This is what I saw from the stands for 9 years of my life. I wasn’t watching a professional or collegiate game. Instead I was watching something much more special. I was watching a scared little 12-year-old run down the field with too big pants, his first catch tucked under his arm and fear on his face. I was watching a motivated 14-year-old catch every ball I tossed his way as he engraved plays in his head over crimson colored leaves. I was watching an excited 16-year-old run his first punt return with a speed that shocked the people around him. Over everything, I was watching the one person who gave me hope because he would never give up. I was watching my little brother grow into a man before my eyes.

I admit that years ago, I envied my brother because he could play the game that made my heart pound so hard in my chest. I settled with childish games of two hand touch with friends and flag football in P.E., but I relished in playing with my brother because he never held back. To him, I was his equal and in some way, I feel as if I made him stronger this way. Over the years, my envy turned into pride. Watching my brother go from the small, unsure child whose face showed his ever emotion to a man who handled the field as his own, gave me joy. I wasn’t alone either. My mother and father were there with me as his biggest fans. When he scored, we screamed. When he injured himself, we felt his pain. When he was cheated of a touchdown, we were yelling louder than the team was. Yet I feel as though I put in overtime. I was the one who heard his late night dreams of fame. I was the one who saw him at his weakest when he didn’t think he could do it. I was the one who caught the looks of dejection when others put him down. Its not easy to push someone back up again but if you want them to succeed, you put your heart in it.

For now, the golden years of football are gone and life is setting in. We are both adults living in a world with a harsh reality. My dreams were stifled around my 18th birthday, only to be replaced with a somewhat realistic mindset. My brother on the other hand, still dreams big. This is both a blessing and a curse. It is a blessing since he still believes in everything he ever dreamed and holds true to his heart. This also keeps him light in a world that gets increasingly dark for us. Yet, it curses him since he refuses to see the truth in certain thing. He sees the one piece of the puzzle that fits him, but not the whole finished product. This aggravates me greatly, but I wouldn’t change this about him for the world as it is him. He is the dreamer, schemer and believer and I am the one who clings to reality and actuality. We’re different people and that works for us.
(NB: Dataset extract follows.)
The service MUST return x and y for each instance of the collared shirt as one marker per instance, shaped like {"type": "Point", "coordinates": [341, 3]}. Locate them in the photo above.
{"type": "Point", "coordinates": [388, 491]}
This post may seem random, but it has a purpose. Over the last few weeks, I have mulled over the different people in my life and how they affect me. During this, it came to my attention that my brother was the one who pulled the strongest emotion from me, whether it be our sibling affection or our angry fights that come out of nowhere. My brother knows that there are some things he does that makes me want to hit him, but there are also moments when I want to hug him so that he knows his sister is proud of him. We drive each other nuts to the point where we can’t be in the same room for lengths of time, but separation hurts the most. You can’t grow up with your own blood and not feel a pang when they’re gone for too long.

As I said before, we have both grown up now, but that doesn’t mean we don’t still remember. I may be 24 and about to graduate and he may be 21 and getting a feel for the adult life, but he will always be a boy of fall to me and himself. That’s not something you let go of fully and I don’t think he ever should.